Courtesy Sen. Heidi Heitkamp’s Office
Sen. Heidi Heitkamp, right, was in attendance for the Champions for Change ceremony in Washington, D.C. recently. Heitkamp is pictured with office intern and one of the five Champions for Change Danielle Finn.

Talking Points: Sen. Heitkamp Discusses Native Issues

Vincent Schilling
3/18/14

U.S. Senator Heidi Heitkamp is the first female elected from North Dakota. Since taking the oath of office on January 3, 2013, Heitkamp has shown herself to be a strong advocate fighting for the needs of Indian country as she has been since her role as state Attorney General beginning in 1990.

As a member on the Senate Committee on Indian Affairs, Heitkamp has pledged to stand for Native American families and has worked to ensure the U.S. government lives up to treaty and trust responsibilities.

Last October, Heitkamp introduced a bill to improve the lives of Native American children that has received bipartisan support as well as another bill with Republican Senator Moran that would end the IRS’ practice of taxing crucial programs and services that aim to support the health and safety of Native families. Additionally she is an advocate for the Violence Against Women Act and better transportation and infrastructure on reservations.

In a conversation with ICTMN, Heitkamp shared her stance on the importance of working for the betterment of Indian country and why we should all fight for the needs of our children.

Can you tell us about your bill regarding the Commission on Native Children?

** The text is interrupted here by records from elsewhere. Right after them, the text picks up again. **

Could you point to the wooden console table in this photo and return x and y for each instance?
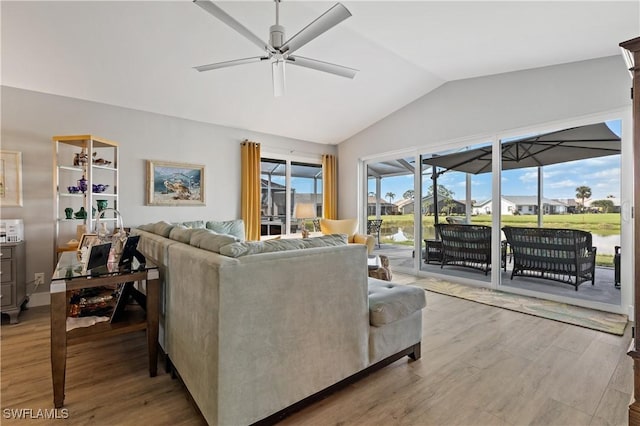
(69, 276)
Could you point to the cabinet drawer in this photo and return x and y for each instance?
(7, 253)
(6, 271)
(7, 296)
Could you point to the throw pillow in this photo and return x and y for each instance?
(181, 233)
(194, 224)
(229, 227)
(210, 240)
(254, 247)
(325, 241)
(162, 228)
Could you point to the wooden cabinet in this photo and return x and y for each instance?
(12, 279)
(85, 180)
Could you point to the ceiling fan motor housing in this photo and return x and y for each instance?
(276, 38)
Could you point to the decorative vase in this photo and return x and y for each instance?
(82, 184)
(81, 214)
(102, 204)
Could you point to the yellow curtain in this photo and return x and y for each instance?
(329, 186)
(251, 189)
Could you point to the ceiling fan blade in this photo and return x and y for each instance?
(277, 68)
(230, 63)
(322, 66)
(210, 7)
(324, 22)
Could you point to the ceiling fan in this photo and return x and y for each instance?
(278, 51)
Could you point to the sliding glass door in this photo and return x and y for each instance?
(291, 195)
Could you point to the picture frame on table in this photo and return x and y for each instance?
(88, 240)
(175, 184)
(10, 178)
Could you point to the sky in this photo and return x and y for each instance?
(601, 174)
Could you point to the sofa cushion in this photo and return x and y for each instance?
(325, 241)
(194, 224)
(181, 233)
(207, 239)
(389, 302)
(255, 247)
(229, 227)
(161, 228)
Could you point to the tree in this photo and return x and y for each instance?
(445, 199)
(583, 192)
(605, 205)
(390, 196)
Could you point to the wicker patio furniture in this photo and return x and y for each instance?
(563, 255)
(465, 245)
(373, 228)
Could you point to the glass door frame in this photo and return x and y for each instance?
(626, 196)
(288, 159)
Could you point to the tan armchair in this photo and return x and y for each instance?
(349, 227)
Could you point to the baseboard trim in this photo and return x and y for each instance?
(39, 299)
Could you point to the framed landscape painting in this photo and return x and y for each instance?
(175, 184)
(10, 179)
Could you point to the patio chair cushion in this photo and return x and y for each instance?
(389, 302)
(342, 226)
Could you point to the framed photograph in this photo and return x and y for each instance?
(175, 184)
(10, 179)
(87, 241)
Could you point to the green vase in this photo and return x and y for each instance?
(102, 204)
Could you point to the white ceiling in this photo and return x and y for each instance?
(140, 55)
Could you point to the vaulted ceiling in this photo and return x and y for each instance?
(140, 55)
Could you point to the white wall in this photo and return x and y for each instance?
(30, 119)
(486, 106)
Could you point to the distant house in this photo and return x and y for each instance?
(522, 204)
(614, 200)
(405, 206)
(386, 208)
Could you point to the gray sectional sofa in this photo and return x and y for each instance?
(256, 328)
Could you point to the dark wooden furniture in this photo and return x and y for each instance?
(69, 276)
(633, 47)
(616, 267)
(432, 251)
(373, 228)
(13, 294)
(379, 267)
(465, 245)
(563, 255)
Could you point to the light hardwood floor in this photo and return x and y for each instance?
(480, 365)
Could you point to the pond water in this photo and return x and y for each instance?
(604, 243)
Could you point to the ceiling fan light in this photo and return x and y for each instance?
(628, 60)
(277, 68)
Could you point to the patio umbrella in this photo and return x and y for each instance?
(578, 143)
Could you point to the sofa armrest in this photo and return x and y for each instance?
(368, 240)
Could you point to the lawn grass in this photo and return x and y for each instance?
(600, 223)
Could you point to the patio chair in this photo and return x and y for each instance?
(563, 255)
(373, 228)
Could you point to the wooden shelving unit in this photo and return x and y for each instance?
(67, 174)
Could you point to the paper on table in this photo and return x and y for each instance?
(84, 322)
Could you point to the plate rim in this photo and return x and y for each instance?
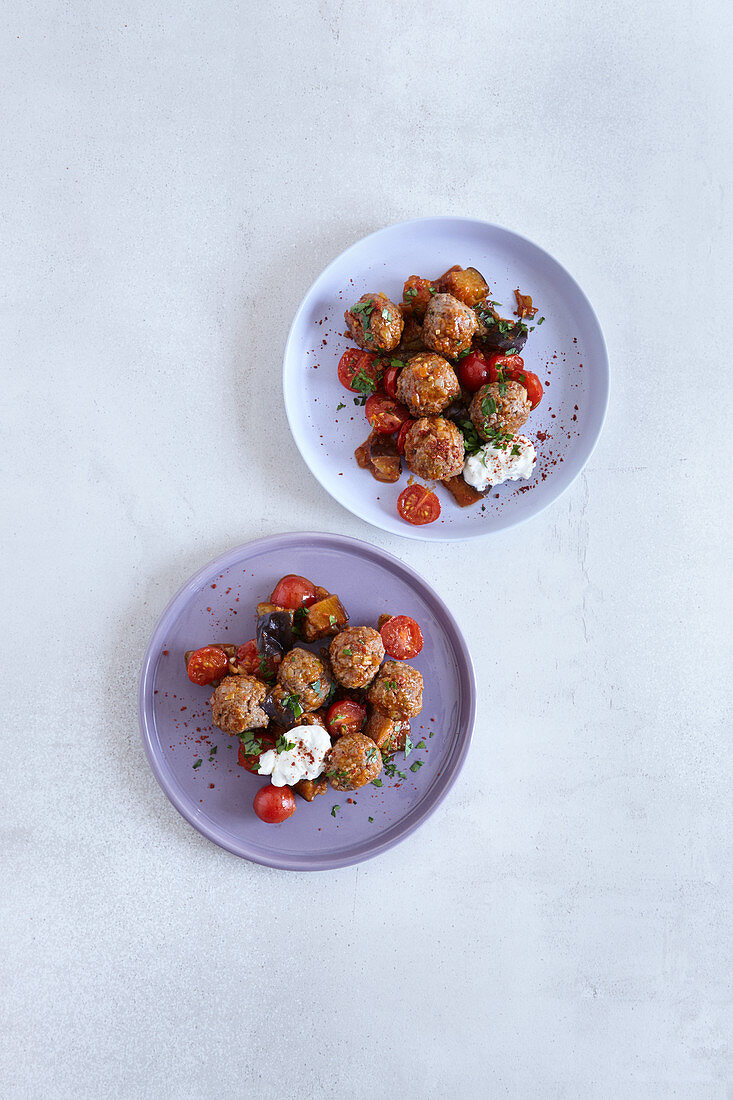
(152, 655)
(417, 532)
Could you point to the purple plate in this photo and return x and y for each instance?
(216, 795)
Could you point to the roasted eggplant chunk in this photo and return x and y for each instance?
(324, 619)
(274, 635)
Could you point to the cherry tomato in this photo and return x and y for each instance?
(248, 659)
(418, 505)
(207, 664)
(472, 371)
(385, 415)
(353, 362)
(390, 381)
(403, 435)
(274, 804)
(251, 760)
(293, 591)
(402, 637)
(346, 717)
(531, 383)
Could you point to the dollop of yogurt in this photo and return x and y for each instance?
(491, 465)
(305, 760)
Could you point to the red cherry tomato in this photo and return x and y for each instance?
(418, 505)
(346, 717)
(274, 804)
(390, 381)
(403, 435)
(402, 637)
(251, 760)
(360, 363)
(385, 415)
(207, 664)
(248, 659)
(293, 591)
(472, 372)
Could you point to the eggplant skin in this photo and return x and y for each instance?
(495, 333)
(274, 634)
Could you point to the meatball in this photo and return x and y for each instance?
(375, 322)
(356, 655)
(500, 406)
(353, 761)
(236, 704)
(304, 674)
(434, 449)
(427, 384)
(449, 326)
(397, 691)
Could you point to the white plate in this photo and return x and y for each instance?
(567, 351)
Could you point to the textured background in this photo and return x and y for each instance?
(173, 176)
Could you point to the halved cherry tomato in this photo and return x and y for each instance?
(402, 637)
(207, 664)
(384, 414)
(251, 760)
(360, 363)
(346, 717)
(472, 371)
(293, 591)
(274, 804)
(403, 435)
(418, 505)
(390, 381)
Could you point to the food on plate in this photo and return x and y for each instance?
(492, 465)
(356, 655)
(397, 691)
(307, 718)
(449, 326)
(439, 376)
(304, 674)
(375, 322)
(274, 804)
(499, 409)
(353, 761)
(434, 448)
(236, 704)
(426, 385)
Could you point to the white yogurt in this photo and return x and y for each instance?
(305, 760)
(491, 465)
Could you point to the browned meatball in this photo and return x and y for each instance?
(500, 406)
(449, 326)
(353, 761)
(434, 449)
(304, 674)
(397, 691)
(427, 384)
(375, 322)
(236, 704)
(356, 655)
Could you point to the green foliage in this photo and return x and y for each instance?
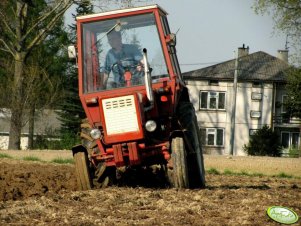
(294, 153)
(228, 172)
(63, 161)
(32, 158)
(283, 175)
(293, 87)
(264, 142)
(64, 142)
(213, 171)
(3, 155)
(286, 15)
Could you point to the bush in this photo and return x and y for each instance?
(265, 142)
(65, 141)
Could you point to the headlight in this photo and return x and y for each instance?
(150, 125)
(95, 134)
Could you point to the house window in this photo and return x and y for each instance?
(257, 84)
(256, 96)
(255, 114)
(212, 136)
(252, 131)
(290, 139)
(212, 100)
(213, 82)
(283, 107)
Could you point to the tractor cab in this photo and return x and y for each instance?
(131, 89)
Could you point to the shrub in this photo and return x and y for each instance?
(264, 142)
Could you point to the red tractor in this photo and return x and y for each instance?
(137, 105)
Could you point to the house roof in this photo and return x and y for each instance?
(258, 66)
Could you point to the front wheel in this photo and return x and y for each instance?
(83, 176)
(178, 174)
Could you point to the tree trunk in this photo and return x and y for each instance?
(31, 127)
(17, 103)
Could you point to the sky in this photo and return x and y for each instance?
(210, 31)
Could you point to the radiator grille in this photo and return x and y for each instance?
(120, 115)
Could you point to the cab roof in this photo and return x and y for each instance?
(127, 10)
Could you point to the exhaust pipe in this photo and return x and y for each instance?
(148, 81)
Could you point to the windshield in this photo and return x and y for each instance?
(112, 53)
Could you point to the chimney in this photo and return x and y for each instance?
(283, 55)
(242, 51)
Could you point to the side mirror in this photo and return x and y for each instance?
(148, 81)
(72, 52)
(171, 39)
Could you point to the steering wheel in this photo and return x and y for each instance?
(128, 65)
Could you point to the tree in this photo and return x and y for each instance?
(23, 32)
(264, 142)
(287, 18)
(293, 87)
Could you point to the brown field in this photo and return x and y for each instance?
(36, 193)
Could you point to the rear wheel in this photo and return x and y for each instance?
(178, 174)
(84, 181)
(98, 172)
(195, 161)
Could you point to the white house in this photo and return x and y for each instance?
(230, 110)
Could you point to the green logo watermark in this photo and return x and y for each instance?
(282, 215)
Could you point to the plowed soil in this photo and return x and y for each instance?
(45, 194)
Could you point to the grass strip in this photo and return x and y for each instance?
(32, 158)
(3, 155)
(63, 161)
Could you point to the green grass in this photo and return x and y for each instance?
(63, 161)
(3, 155)
(228, 172)
(213, 171)
(32, 158)
(283, 175)
(245, 173)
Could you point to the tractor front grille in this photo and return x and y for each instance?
(120, 115)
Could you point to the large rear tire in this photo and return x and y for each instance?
(195, 161)
(178, 175)
(83, 176)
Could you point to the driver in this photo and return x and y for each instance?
(121, 57)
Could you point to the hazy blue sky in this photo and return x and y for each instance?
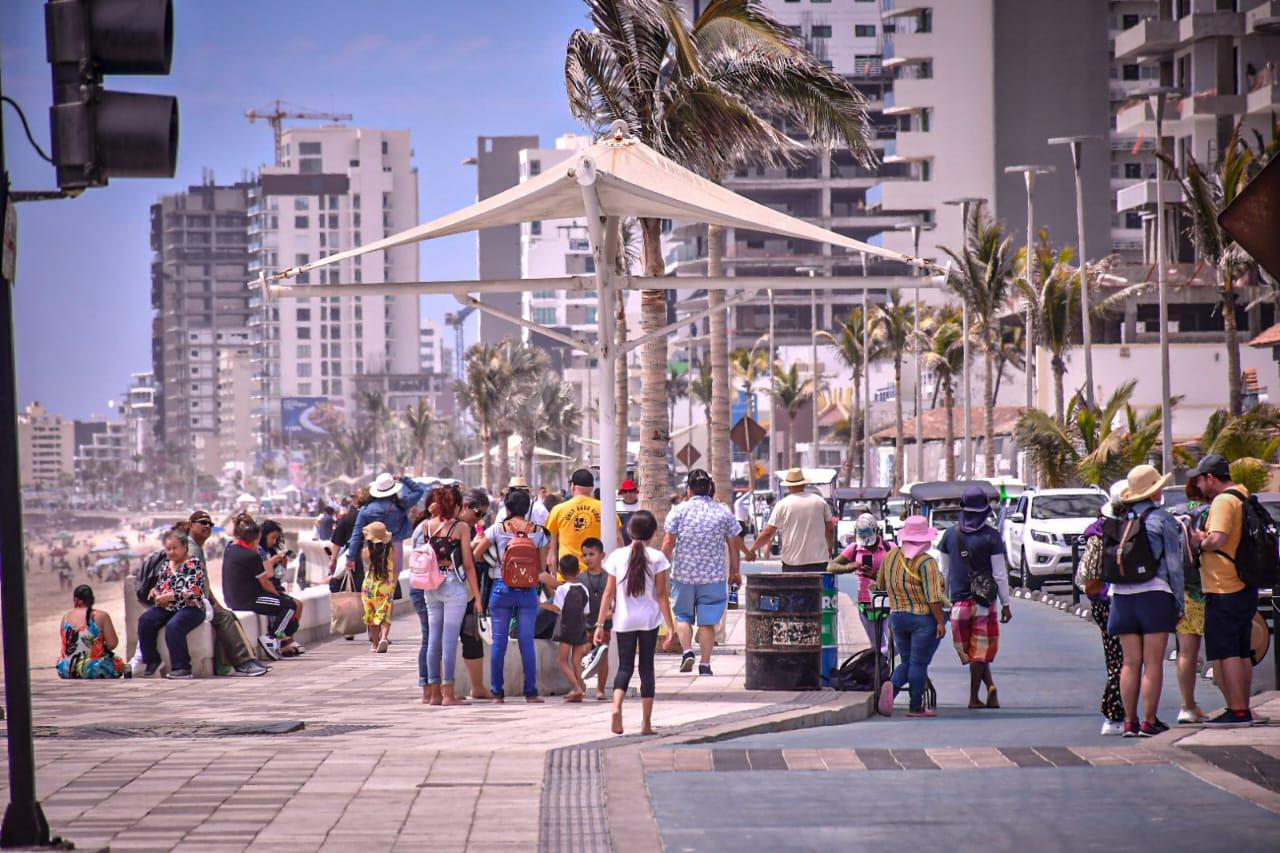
(446, 69)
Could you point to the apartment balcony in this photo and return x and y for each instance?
(1143, 195)
(1264, 19)
(1210, 106)
(1210, 24)
(1151, 37)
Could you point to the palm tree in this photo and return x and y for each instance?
(849, 347)
(944, 355)
(1205, 196)
(1056, 306)
(705, 95)
(1093, 446)
(894, 331)
(420, 422)
(545, 414)
(790, 393)
(982, 276)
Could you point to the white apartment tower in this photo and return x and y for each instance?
(337, 187)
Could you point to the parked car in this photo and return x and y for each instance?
(1041, 529)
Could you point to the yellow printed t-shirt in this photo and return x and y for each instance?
(575, 521)
(1225, 515)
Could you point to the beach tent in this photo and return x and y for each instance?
(615, 178)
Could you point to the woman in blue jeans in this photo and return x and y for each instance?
(506, 602)
(446, 605)
(915, 596)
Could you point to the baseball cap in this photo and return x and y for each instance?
(1211, 464)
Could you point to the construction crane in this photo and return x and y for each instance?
(275, 118)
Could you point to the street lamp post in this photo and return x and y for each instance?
(915, 228)
(1029, 173)
(965, 204)
(1077, 144)
(1159, 96)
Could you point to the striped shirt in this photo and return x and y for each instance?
(912, 588)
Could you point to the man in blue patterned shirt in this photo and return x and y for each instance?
(698, 534)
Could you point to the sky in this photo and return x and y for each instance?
(448, 71)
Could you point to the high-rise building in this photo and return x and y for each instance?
(46, 447)
(201, 305)
(337, 187)
(498, 255)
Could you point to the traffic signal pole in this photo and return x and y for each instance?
(24, 822)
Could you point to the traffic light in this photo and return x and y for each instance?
(100, 135)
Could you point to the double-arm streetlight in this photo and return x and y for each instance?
(915, 228)
(965, 204)
(1029, 173)
(1077, 144)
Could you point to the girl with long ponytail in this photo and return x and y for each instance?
(643, 605)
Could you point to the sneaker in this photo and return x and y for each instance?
(886, 699)
(1229, 719)
(1112, 728)
(270, 644)
(1191, 716)
(594, 658)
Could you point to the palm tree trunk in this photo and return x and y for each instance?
(485, 461)
(1233, 347)
(721, 459)
(654, 428)
(621, 391)
(949, 452)
(988, 415)
(899, 442)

I don't think there's any aspect of Indian country that would be left untouched as we talk about children. It really comes to me from the words of Sitting Bull, who said "Let us now sit down and decide what kind of life we can make for our children," I am paraphrasing, but if we stay focused on kids and our children we will make good choices and we will hopefully get better attention to the challenges for Native American families.

The important part of this commission is that we need to be looking at it from a holistic standpoint. You see people talk about Indian education or protection of our children or health care for our children or making sure that we have good transportation so that our kids can get to school. All of these things have a direct effect, but we worry about the programs and not about the outcomes.

For instance, I feel that Native languages are a huge component of the child bill because I think it is a way that we begin to grasp that cultural connection to heal families to provide the pride to move forward.